9. April 2009 um 19:16 Uhr
Hallo Herr Lalk,
dazu fällt mir noch ein anderer Satz ein: “Ich tue das, was ich kann, da,wo ich bin, mit dem, was ich habe.” Wer ihn beherzigt, wird es nicht schwer haben, seinem Leben Sinn zu geben.
2. August 2009 um 16:27 Uhr
Viele Menschen Klamern sich um ihren leben einem Sinn zu geben.An die Religion oder an irgend welche Ediologien die einem Einheitlichen Lebensinn fertreten und nicht selten diesen den Menschen aufzwigen wollen.Solche Menschen wollen Teil einer Gemeinschaft mit einheitlichen Lebensin sein weil sie arlein zu Schwach siend um sich den Leben zu stellen.Das erkent man daran das manche Menschen die sich in guten Zeiten nicht für Relgion interesiren sich ihr in Zeiten der Not und der Ferzweiflung plözlich Zuwenden.Deshalb siend auch so fiele Kirchliche Oganisazionen in drite Welt Ländern acktive,sie nutzen die Not und die Ferzweiflung der Menschen dort um ihren Glauben zu ferbreiten. Sich einem ganz eigenen Lebensinn zu schaffen dazu braucht man einem Starcken Charater,einem freien Geist und Kreativität
3. August 2009 um 20:10 Uhr
Sehr geehrter Herr oder sehr geehrte Frau Bademeck,
danke für Ihre interessanten Gedanken. Es gibt viele Wege, seinen Lebenssinn zu finden. Manchmal sind erst Umwege nötig, um seinen eigenen Weg gehen zu können. Und vielleicht sind es auch gar keine Umwege, sondern nötige Etappen. Wichtig ist, aus allen Erfahrungen zu lernen.

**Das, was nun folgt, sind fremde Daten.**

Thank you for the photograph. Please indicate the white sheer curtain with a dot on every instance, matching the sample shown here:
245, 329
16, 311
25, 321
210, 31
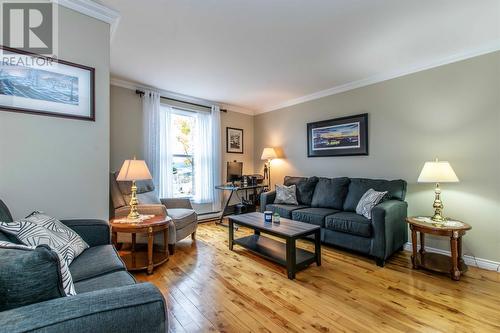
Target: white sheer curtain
156, 124
207, 158
151, 132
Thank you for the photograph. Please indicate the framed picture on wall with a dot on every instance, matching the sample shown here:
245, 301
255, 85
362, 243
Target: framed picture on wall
234, 140
32, 83
338, 137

3. August 2009 um 21:34 Uhr
Hallo Frau Birkner,
ich teile Ihre Einschätzung, dass nur wenige Menschen Ihr Leben so gestalten, dass sie einen tieferen Sinn darin empfinden. Die Diskrepanz zwischen und dem weitverbreiteten Wunsch nach Sinn im Leben und einer anderen Wirklichkeit erkläre ich mir so: Die meisten Menschen wissen nicht, dass sie aktiv etwas unternehmen können, um ihr Leben als sinn-voll zu erleben. Ihnen fehlt die Vorstellung, WIE sie der Verwirklichung von Sinn näher kommen können. Ohne das Wissen (oder den Glauben?), dass ich etwas tun kann, ist es mir unmöglich, aktiv zu werden. — Meines Erachtens ist das Wissen um Möglichkeiten sinnvoller Lebensgestaltung auch dadurch verloren gegangen, dass in der Gesellschaft die Sinnfrage kaum gestellt wird, dass diese Frage nicht wahr genommen wird hinter dem (noch) herrschenden Prinzip der Gewinnmaximierung. — Ich bin jedoch optimistisch, dass sich etwas ändern wird. Denn viele Menschen begreifen angesichts der dramatischen Verhältnisse in der Welt, wohin es führt, die Sinnfrage zu vernachlässigen, und sie fangen neu an, nach Wegen für eine sinnvolle Lebensgestaltung zu suchen.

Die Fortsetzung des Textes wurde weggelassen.